M-me Травнинская вздернула плечи и всплеснула руками.
— Может ли это быть? — воскликнула она с негодованием.
— Разумеется, она! Чему ж тут удивляться, — сказал помещик. — Разве у этих женщин есть стыд, есть совесть?
— Но послушайте! — продолжала восклицать m-me Травнинская. — Как же это можно? En plein jour[155], — прибавила она, обращаясь к дамам.
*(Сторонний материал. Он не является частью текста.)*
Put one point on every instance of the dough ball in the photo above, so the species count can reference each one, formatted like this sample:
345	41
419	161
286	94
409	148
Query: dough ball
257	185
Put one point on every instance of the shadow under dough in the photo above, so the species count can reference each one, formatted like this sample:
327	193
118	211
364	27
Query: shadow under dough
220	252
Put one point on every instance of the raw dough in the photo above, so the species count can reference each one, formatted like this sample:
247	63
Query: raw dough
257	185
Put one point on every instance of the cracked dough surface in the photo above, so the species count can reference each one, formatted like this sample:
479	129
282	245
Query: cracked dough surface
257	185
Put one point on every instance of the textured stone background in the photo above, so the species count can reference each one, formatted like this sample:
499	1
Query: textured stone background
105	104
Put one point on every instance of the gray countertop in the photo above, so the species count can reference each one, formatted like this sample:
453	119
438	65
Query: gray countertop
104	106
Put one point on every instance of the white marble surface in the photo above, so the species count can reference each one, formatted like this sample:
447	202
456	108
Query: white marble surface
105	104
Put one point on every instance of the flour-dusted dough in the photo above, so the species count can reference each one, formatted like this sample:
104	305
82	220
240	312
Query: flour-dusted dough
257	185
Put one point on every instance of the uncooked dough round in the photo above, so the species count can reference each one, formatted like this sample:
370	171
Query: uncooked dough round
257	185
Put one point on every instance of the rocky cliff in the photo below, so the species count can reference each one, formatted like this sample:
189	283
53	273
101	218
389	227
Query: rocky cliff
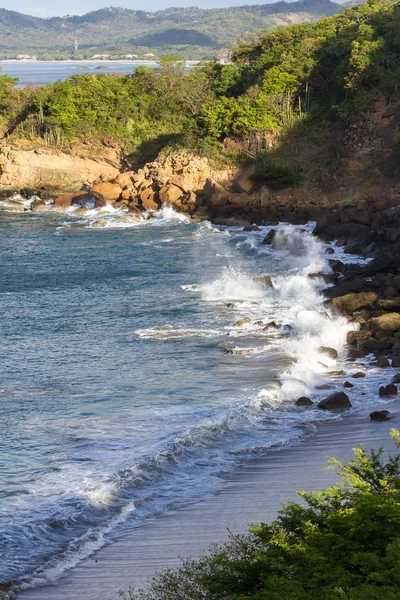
51	171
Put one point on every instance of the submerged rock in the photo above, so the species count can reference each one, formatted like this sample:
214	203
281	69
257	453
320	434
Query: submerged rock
389	322
329	351
336	401
304	401
242	322
265	281
388	390
100	223
352	302
380	415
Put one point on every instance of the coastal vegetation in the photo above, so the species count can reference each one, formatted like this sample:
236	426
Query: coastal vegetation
295	88
341	542
191	32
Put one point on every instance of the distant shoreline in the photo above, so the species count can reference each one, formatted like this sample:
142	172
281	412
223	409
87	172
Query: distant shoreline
89	61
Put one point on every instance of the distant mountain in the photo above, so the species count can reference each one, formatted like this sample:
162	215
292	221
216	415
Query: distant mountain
115	31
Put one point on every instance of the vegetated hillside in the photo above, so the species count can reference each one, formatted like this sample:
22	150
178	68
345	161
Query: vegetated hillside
286	100
118	30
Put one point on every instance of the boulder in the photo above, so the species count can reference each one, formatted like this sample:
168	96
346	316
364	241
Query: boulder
265	281
383	362
131	218
380	415
329	351
253	227
125	180
99	223
242	322
170	193
80	212
388	390
38	206
13	206
105	190
351	302
269	238
388	322
355	336
76	199
336	401
148	198
304	401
Дамы ответили единодушною одобрительною усмешкою.
— Это еще ничего, ваше превосходительство, — сказал пожилой доктор, — еще не то будет. Эта особа скоро сделает визиты нашим женам. Помилуйте, отчего ж ей и не ездить с Николаем Игнатьичем пред лицом всего города, когда Наталья Игнатьевна взяла ее под свое покровительство, а мало того что принимает ее у себя, так и везде ездит с ней.
— Этого не может быть, это неправда, — ответила запальчиво m-me Травнинская.
— Да когда ж я докладываю вам, что сам видел своими глазами. Третьего дня иду я, а они обе у овощной лавки из экипажа выходят.
— А я на прошедшей неделе застал ее у Натальи Игнатьевны, — прибавил брюнет, — только не удалось поговорить с ней. Ушла.
— Да разве вы не знали этого, ваше превосходительство? Они частехонько прогуливаются вместе.
— Если б я это знала, — отвечала с достоинством m-me Травнинская, — то, поверьте, давно бы прекратила всякое знакомство с Натальей Игнатьевной. Сказать откровенно, мне Наталья Игнатьевна никогда не нравилась. Я всегда ждала от нее каких-нибудь эксцентричных выходок. В ней есть что-то слишком самоуверенное, слишком резкое. Эта женщина не нашего круга. Теперь я воспользуюсь этим случаем. На пасхе я ей не делаю визита.
— И я не поеду к ней! Я не поеду, — раздалось еще несколько дамских голосов, и громче всех голос m-me Счетниковой.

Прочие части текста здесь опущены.